The WHO had no confirmed reports of deaths so far from typhoid.
Typhoid fever is an infection of the intestinal tract and bloodstream caused by salmonella bacteria. People become infected after consuming food or beverages handled by an infected person or by drinking contaminated water.
Symptoms can be treated with antibiotics or vaccines but some strains can kill, Hoff said.
Hepatitis A, another water-borne disease which can cause epidemics, is also spreading in areas such as Aleppo and Idlib as well as in crowded shelters for displaced people in Damascus.
"This is typical when you see water and sanitation systems totally break down. Between 50 and 70 people share toilets in many shelters in Damascus," Hoff said.
As Deir az-Zor is in rebel hands, Syrian government health authorities cannot access the area but the WHO has relied on local aid groups to bring in medical supplies, Hoff said.
"The people in charge [the rebels] need to start doing something in the areas they are controlling," she added.
Leishmaniasis, a tropical disease transmitted by sand-flies that causes skin ulcers resembling leprosy, is spreading in Syria and there are now 14,000 cases in Hassakah province in the northeast, according to the WHO.
"It is a very high number and spreading with the movement of people. Internally displaced from Aleppo have brought it to Tartous," Hoff said.
The outbreaks come as the UN announced that the conflict has displaced at least four million people and that half a million refugees have fled the country, a number that is growing by 3,000 every day.

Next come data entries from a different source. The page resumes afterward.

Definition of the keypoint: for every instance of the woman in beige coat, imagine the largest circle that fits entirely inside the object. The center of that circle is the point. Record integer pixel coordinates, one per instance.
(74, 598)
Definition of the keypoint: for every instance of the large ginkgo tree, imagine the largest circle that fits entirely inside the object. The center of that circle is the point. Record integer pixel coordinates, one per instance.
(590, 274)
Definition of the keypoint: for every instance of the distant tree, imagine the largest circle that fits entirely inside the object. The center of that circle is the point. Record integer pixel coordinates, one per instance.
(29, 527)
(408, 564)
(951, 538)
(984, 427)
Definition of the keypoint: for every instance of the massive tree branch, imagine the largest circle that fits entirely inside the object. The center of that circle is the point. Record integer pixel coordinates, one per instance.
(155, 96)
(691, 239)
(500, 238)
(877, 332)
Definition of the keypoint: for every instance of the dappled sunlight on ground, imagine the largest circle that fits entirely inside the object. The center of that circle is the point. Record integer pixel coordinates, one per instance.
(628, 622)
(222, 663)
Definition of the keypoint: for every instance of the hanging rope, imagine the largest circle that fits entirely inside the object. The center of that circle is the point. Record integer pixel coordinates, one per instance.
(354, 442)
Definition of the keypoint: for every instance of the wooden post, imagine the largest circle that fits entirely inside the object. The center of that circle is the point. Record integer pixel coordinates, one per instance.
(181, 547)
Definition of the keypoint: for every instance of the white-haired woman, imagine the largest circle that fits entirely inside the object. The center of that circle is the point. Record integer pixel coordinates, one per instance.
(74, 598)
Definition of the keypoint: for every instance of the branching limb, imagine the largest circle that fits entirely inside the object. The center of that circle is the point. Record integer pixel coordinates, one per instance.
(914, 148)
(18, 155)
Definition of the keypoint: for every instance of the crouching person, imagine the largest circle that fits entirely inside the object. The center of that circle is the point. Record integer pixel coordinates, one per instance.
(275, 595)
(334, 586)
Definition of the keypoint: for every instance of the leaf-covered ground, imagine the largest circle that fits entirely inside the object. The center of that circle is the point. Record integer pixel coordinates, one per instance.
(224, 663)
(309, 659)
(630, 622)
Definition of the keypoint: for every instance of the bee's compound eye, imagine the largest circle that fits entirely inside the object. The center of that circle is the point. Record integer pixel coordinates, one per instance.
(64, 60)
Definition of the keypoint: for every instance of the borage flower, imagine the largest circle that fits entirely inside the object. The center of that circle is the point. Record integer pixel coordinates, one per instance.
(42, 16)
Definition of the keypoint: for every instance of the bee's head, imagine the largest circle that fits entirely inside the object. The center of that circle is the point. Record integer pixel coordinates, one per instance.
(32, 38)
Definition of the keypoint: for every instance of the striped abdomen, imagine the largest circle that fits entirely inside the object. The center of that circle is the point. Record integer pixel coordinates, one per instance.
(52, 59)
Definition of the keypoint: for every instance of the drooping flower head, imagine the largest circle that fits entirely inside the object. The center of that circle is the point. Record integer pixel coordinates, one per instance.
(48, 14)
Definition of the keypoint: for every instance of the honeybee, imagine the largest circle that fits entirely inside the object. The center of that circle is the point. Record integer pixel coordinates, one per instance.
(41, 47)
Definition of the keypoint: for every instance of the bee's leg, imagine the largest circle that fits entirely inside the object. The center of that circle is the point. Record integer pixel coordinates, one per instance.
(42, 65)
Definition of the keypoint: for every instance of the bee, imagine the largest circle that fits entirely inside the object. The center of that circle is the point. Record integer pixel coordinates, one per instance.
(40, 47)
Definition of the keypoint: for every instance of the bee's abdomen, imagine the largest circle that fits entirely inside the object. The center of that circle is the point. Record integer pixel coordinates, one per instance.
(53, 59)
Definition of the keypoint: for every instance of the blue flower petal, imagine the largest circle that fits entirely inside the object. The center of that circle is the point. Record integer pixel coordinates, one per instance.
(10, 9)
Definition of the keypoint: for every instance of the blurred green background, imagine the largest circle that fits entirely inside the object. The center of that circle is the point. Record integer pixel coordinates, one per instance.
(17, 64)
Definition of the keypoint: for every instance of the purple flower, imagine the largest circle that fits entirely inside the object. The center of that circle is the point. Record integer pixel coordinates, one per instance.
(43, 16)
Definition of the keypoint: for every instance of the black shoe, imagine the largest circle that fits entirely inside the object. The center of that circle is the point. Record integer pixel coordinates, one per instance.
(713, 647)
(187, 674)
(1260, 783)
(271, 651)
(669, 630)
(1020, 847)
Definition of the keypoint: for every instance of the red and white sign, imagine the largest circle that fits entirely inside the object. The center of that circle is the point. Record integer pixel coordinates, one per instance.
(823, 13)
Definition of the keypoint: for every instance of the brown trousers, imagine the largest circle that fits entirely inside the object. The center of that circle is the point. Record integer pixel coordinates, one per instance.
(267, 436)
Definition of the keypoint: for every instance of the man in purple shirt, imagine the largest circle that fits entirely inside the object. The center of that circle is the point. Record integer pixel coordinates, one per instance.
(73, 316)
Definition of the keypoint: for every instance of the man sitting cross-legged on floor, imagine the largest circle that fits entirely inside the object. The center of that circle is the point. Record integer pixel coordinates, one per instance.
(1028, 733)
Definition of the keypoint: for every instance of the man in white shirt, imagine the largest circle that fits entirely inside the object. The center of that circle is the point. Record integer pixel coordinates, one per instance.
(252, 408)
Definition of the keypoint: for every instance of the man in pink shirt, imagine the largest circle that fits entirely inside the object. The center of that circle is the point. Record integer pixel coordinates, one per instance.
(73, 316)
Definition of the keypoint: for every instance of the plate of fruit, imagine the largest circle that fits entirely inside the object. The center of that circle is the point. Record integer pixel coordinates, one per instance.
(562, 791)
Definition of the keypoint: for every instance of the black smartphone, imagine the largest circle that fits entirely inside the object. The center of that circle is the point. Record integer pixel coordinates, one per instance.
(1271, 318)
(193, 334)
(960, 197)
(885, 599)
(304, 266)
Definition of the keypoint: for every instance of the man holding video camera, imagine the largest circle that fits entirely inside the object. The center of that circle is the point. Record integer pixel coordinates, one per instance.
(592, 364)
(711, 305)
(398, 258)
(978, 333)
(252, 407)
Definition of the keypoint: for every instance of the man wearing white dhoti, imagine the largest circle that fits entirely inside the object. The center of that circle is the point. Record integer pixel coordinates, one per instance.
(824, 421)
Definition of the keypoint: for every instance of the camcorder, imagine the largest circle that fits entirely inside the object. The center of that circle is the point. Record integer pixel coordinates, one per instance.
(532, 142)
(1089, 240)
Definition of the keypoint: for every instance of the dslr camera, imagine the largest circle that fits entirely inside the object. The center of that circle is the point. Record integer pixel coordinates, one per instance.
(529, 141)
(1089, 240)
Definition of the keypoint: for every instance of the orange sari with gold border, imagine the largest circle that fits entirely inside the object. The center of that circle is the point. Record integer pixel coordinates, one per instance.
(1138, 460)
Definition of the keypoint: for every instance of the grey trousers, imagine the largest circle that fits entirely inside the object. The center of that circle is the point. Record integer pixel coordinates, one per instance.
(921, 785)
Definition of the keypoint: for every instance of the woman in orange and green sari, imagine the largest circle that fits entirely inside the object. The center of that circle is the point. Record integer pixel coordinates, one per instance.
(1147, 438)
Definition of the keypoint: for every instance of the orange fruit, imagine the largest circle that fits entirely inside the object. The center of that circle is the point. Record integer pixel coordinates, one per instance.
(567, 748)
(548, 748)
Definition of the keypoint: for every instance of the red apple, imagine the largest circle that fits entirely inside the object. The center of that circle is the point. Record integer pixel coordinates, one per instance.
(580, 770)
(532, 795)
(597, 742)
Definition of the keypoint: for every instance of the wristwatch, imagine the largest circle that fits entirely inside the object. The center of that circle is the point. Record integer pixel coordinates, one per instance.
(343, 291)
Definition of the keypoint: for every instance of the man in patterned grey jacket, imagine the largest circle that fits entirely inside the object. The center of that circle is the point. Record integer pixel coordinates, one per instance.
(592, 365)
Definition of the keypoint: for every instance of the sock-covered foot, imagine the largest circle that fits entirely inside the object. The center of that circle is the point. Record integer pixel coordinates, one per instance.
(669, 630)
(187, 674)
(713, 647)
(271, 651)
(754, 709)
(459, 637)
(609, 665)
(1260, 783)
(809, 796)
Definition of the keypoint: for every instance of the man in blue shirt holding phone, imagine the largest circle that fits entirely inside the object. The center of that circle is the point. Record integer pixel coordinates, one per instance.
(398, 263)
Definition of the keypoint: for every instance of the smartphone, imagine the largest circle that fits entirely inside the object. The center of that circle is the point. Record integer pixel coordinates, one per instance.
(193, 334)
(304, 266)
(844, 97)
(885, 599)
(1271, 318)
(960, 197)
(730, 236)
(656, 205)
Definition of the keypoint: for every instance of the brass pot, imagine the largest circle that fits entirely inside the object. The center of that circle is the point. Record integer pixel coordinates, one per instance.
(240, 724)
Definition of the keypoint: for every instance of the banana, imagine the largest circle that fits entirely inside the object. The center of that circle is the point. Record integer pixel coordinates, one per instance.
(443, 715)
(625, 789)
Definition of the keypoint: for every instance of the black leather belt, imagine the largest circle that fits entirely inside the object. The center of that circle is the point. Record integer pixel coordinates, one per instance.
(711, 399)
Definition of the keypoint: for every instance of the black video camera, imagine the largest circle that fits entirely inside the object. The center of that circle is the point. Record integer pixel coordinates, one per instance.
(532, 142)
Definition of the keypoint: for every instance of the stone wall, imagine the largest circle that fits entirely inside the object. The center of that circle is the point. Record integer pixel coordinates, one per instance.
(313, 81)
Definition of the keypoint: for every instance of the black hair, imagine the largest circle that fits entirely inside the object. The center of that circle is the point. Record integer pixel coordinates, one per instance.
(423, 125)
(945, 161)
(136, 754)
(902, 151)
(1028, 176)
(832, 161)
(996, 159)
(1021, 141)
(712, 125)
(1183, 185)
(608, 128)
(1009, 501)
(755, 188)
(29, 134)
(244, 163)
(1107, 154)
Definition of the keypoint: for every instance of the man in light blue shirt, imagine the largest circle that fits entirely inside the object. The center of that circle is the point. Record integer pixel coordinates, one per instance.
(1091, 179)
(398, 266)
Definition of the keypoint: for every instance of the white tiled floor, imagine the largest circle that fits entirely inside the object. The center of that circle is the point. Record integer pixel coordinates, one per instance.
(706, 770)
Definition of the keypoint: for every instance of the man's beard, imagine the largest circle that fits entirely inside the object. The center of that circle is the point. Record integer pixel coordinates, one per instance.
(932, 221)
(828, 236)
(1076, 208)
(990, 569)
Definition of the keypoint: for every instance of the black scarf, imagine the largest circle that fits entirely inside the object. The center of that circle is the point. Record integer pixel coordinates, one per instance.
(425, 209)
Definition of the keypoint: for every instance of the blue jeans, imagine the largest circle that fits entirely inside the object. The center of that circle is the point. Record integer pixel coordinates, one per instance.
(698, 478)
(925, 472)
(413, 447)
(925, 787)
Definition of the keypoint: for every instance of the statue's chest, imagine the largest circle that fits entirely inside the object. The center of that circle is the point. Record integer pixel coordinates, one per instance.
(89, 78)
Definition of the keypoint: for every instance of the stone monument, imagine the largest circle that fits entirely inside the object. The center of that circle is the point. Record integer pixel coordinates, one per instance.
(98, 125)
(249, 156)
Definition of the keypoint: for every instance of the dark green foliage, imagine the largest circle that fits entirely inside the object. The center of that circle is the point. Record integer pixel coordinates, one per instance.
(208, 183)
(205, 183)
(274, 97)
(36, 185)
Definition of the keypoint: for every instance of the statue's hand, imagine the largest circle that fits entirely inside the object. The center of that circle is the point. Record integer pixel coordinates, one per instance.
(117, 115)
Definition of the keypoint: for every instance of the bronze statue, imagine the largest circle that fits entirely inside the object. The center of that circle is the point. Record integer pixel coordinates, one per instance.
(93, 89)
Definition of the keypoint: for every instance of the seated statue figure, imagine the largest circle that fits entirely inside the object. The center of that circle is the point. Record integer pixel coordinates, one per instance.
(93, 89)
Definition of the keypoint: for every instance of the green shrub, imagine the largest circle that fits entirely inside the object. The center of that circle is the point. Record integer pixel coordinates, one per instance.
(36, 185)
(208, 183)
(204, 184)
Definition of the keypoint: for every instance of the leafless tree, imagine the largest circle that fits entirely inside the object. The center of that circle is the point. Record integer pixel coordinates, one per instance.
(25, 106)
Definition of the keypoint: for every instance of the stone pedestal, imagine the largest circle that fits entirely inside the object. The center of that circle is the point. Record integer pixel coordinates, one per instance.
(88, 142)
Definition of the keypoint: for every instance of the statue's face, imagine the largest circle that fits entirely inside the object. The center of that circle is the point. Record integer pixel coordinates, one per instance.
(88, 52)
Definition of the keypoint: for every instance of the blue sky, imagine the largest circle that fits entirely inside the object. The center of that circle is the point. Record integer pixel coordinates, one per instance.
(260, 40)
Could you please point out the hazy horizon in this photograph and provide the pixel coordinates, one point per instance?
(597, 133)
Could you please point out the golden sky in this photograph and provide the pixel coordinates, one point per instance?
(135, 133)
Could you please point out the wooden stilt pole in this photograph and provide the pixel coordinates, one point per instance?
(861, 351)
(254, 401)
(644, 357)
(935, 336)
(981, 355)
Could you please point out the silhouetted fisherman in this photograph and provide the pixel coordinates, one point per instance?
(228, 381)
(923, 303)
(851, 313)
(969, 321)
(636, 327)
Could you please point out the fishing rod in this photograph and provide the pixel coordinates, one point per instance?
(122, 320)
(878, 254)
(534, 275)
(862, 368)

With no end in sight as the conflict approaches a two-year milestone, many fear there's little hope of returning home.
The UN says that about 70,000 people have been killed since the uprising began.
The UN hosted a Syria Humanitarian Forum in Geneva on Tuesday, attended by senior aid officials from UN agencies, the European Union and other humanitarian groups.
The Syrian government has approved the deployment of three further international aid groups, UN spokesman Jens Laerke told a news briefing on Tuesday. Eight international non-governmental organisations have been allowed to operate to date.